Indirect Tax Amendments in 2025 Budget: Planning Strategies for Copyright Royalties in Media Industry
Introduction: Navigating Fiscal Change in a Digital Media Ecosystem
The Indian media and entertainment sector (which is estimated to have a worth amounting to INR 2.5 lakh crore in FY 2025) depends heavily on the copyright-related subscription fees of the OTT and the music subscription as the major source of income. The unlimited direct taxation has penetrated in the online royalty dealings as 650 million internet users and a CAGR of 22% in online video use is recorded.
The 2025-26 Budget defined extensive changes in the indirect taxation with reference to the borderless environment of the digital economy, which are embodied in the Finance Bill, 2025. These include amendments to the Act of Integrated Goods and services tax (IGST) Act under Section 2(16) which provided expansion of the scope of Online information database access and retrieval (OIDAR) service to non-business entities, and the procedural amendments on sections 107 and 112 of the Central Goods and Services tax (CGST) Act in the areas of appeals.
These amendments are after a yearly projected leakage of revenue of INR 5,000 crore in the form of untaxed digital royalty and a 30% growth in GST litigation against the media firms. This paper analyses the implications of these changes, with a focus on the strategic compliance mechanisms, and their overall effects to the royalty of copying systems in the entertainment industry.
The 2025 Budget Amendments: GST Changes for Digital Licensing
Finance Bill 2025 had important GST changes including the extension of OIDAR to Section 2(16), IGST Act, which is an issue of vital importance when it comes to the digital licensing of content. Previously, OIDAR such as automated digital services, e-books, and software royalty, was only taxed at 18% when accessed by registered users or distributed to non-business unregistered consumers through intermediaries. Under this amendment, this liability has been expanded concept to include all supplies made by non-taxable territories directly to unregistered persons in India, irrespective of the business relationship on the condition maker of the suppliers consent so that data interoperability governments can be used.

This transition is required to have foreign OIDAR providers who have annual supplies of more than INR 20 lakh, and reverse charge mechanism (RCM) requirements in this case. Transactional integration of the OIDAR under the GSTR-1, GSTR-3B, e-invoicing, and e-way bills increases the traceability. This is defensible by fiscal parity- in the years before 2025 approximately 40% of digital royalties were not subject to GST because of unregistered access, which is not experienced by Indian services such as JioCinema which paid GST of 18% on licensing. Since April 1, 2025, this discrepancy will be closed, and it is estimated that it will enable collecting more INR 2,000 crore in increased GST, in accordance with the traceability goals of the Digital India Act.

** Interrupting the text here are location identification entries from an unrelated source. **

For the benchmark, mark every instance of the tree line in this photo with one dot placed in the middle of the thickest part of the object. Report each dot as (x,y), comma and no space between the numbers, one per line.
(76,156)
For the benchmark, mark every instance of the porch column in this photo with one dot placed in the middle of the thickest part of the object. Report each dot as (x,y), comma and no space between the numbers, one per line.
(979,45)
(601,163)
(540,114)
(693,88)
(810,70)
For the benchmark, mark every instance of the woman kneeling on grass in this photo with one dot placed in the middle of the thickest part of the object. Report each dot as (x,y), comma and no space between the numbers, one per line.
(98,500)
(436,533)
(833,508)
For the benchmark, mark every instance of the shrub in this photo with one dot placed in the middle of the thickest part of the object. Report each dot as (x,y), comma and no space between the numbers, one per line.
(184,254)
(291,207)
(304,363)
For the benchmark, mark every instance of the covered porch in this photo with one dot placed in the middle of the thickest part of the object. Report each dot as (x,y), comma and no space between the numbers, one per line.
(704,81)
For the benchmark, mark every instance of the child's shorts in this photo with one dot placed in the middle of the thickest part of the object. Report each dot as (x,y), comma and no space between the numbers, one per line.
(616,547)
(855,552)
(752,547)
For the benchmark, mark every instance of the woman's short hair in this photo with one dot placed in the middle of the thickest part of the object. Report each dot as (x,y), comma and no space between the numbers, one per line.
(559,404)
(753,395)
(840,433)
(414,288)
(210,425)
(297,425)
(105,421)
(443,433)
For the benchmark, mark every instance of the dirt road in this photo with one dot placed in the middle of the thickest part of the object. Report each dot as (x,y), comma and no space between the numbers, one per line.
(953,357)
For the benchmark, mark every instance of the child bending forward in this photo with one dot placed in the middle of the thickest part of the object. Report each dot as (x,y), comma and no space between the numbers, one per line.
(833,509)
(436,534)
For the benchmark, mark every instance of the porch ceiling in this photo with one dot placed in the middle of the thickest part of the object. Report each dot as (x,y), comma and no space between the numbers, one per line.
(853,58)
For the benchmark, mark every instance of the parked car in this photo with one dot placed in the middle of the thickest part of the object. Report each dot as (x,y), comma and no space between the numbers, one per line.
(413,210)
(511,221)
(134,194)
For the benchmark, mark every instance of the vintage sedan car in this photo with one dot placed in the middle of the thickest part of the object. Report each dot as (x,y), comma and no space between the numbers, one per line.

Additionally, CGST Section 122(1B) provides remedies of violations committed by the operator of e-commerce that facilitates unregistered digital supplies having a maximum penalty of INR 10,000 or the amount of taxes due. In spite of the current levels of rates, the compliance burden widens, which encourages the media companies to review royalty frameworks, determine OIDAR exposure and enhance tax-planning responses.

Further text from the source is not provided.